Un Personnaz voyageur par AUXERRETV

 

Vous considère-t-on, dans votre entourage, comme un « aventurier » et vous, comment vous voyez-vous par rapport aux paisibles sédentaires ?

Aventurier, non, je ne pense pas, quoi que certaines personnes me le disent. Ou alors aventurier avec un petit « a ». De par mon ancienne profession (j’ai travaillé pour le compte de la Croix-Rouge internationale et l’UNICEF où j’effectuais des missions dans les pays en guerre ou en proie aux catastrophes naturelles), j’ai côtoyé la mort, la misère, la pauvreté crasse, les injustices dans des conditions difficiles et dans des régions du globe où effectivement le mot « aventure » peut s’appliquer. Mais même dans ces situations, il existe des moments merveilleux, voire exaltants. Toutefois, au bout de 20 ans de cette vie de nomade humanitaire, qui m’a laissé quelques séquelles (je m’en rends compte maintenant), j’avais envie de vivre et de voir autre chose. Voyager dans les îles a constitué une aventure mais je ne me suis pas senti un aventurier pour autant.  

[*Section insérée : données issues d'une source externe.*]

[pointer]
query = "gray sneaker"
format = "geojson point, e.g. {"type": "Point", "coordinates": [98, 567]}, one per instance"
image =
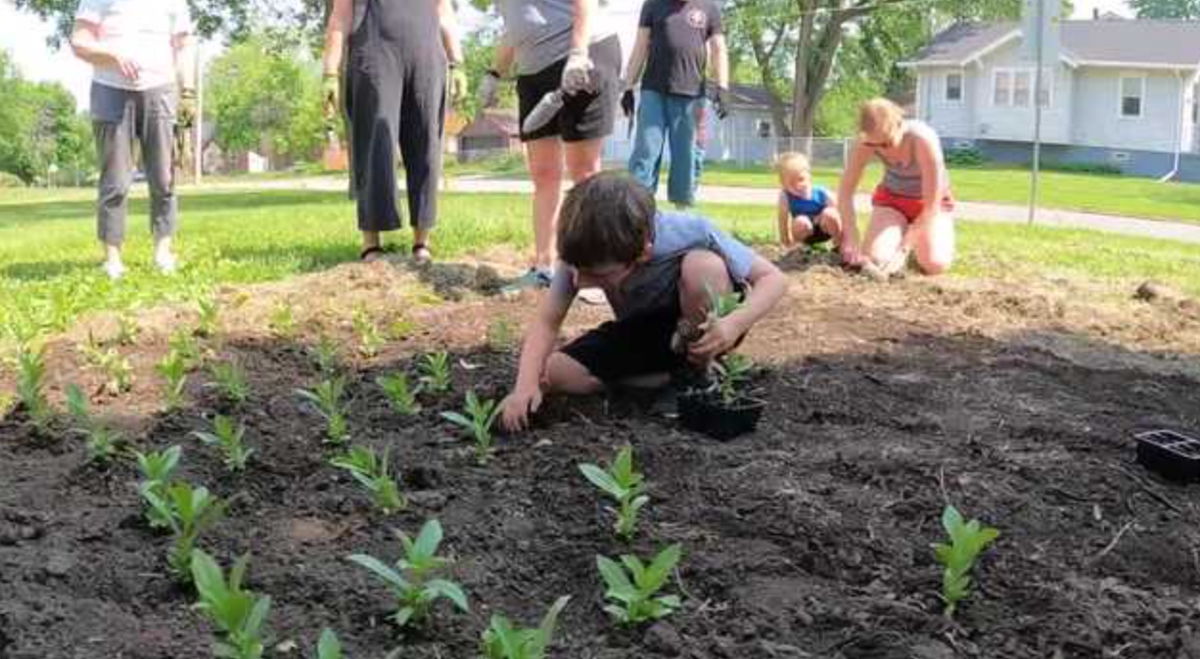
{"type": "Point", "coordinates": [534, 279]}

Je n’ai rien contre les sédentaires. Mais j’ai l’impression qu’il leur manque un petit quelque chose. Lors de mes voyages dans les îles ou ailleurs, j’ai réalisé la complexité des choses. Chaque île demeure d’une complexité infinie qu’un article de journal ou même un livre ne suffirait pas pour y englober les multiples subtilités et substances. En voyage, j’absorbe comme une éponge les nuances, les bribes, les émotions. Dans l’écriture je presse l’éponge et je nettoie. Ecrire suppose un travail de synthèse et de sabrage, il en résulte une frustration de n’avoir pas tout dit. Une île est solitaire, fragile et complexe entourée par des éléments forts et mystérieux comme l’océan, les vents, les marées ; à l’instar de chaque être humain finalement qui doit se dépatouiller avec ses questions, ses doutes et l’irrationnel des circonstances et de ses sentiments les plus profonds. 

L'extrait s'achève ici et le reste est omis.